Sustainability

Column: Yes, Sustainability Can Be a Strategy

Is the adoption of sustainability practices a form of strategic differentiation that can lead to superior financial performance? Or, is it a strategic necessity that can ensure corporate survival but not necessarily outperformance?

Money on tree branches
Credit: Harvard Business Review

In recent years, a growing number of companies around the world have voluntarily adopted and implemented a broad range of sustainability practices. The accelerating rate of adoption of these practices has also provoked a debate about the nature of sustainability and its long-term implications for organizations. Is the adoption of sustainability practices a form of strategic differentiation that can lead to superior financial performance? Or, is it a strategic necessity that can ensure corporate survival but not necessarily outperformance?
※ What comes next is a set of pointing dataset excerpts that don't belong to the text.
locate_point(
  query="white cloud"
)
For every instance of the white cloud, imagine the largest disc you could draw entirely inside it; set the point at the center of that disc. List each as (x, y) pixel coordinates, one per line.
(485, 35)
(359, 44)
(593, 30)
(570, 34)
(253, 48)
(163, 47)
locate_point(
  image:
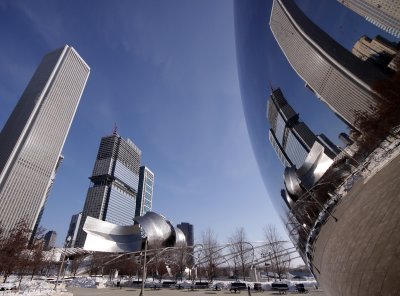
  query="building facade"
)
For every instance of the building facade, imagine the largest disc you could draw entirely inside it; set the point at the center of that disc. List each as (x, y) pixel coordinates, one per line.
(384, 14)
(112, 193)
(30, 150)
(187, 230)
(379, 51)
(73, 229)
(50, 239)
(291, 139)
(334, 74)
(144, 199)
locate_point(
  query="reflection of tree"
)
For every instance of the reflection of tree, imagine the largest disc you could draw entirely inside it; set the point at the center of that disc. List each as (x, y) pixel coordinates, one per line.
(241, 250)
(211, 254)
(277, 251)
(372, 129)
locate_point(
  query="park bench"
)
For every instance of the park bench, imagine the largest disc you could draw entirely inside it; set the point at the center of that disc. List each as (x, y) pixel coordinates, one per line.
(235, 287)
(300, 288)
(257, 287)
(168, 284)
(201, 285)
(282, 288)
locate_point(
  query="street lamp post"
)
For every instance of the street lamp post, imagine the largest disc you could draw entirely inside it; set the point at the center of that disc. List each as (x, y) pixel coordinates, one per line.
(62, 262)
(144, 267)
On one hand, there are those who argue that sustainability is spreading as a “common practice” and, as such, it may be a necessary condition for survival but that it cannot be a sufficient condition for building a competitive advantage. For example, some companies adopt environmental, or water, or waste-management systems to exploit cost efficiencies and thus improve their bottom line. Although such systems would typically be considered as adoption of sustainability practices—and so would be included in environmental, social, and governance ratings—arguably few, if any, companies would expect to establish a competitive advantage simply by adopting them. Typically, competitors can easily acquire such systems directly from third parties. In this spirit, Michael Porter and Mark Kramer explicitly note in their Harvard Business Review article on shared value that sustainability, like philanthropy, is “at the margin” of what companies do rather than at the center and, therefore, these are not practices through which they can achieve economic success. Yet, by adopting common practices (i.e., by being the same as peers), a firm can benefit by being recognized as legitimate.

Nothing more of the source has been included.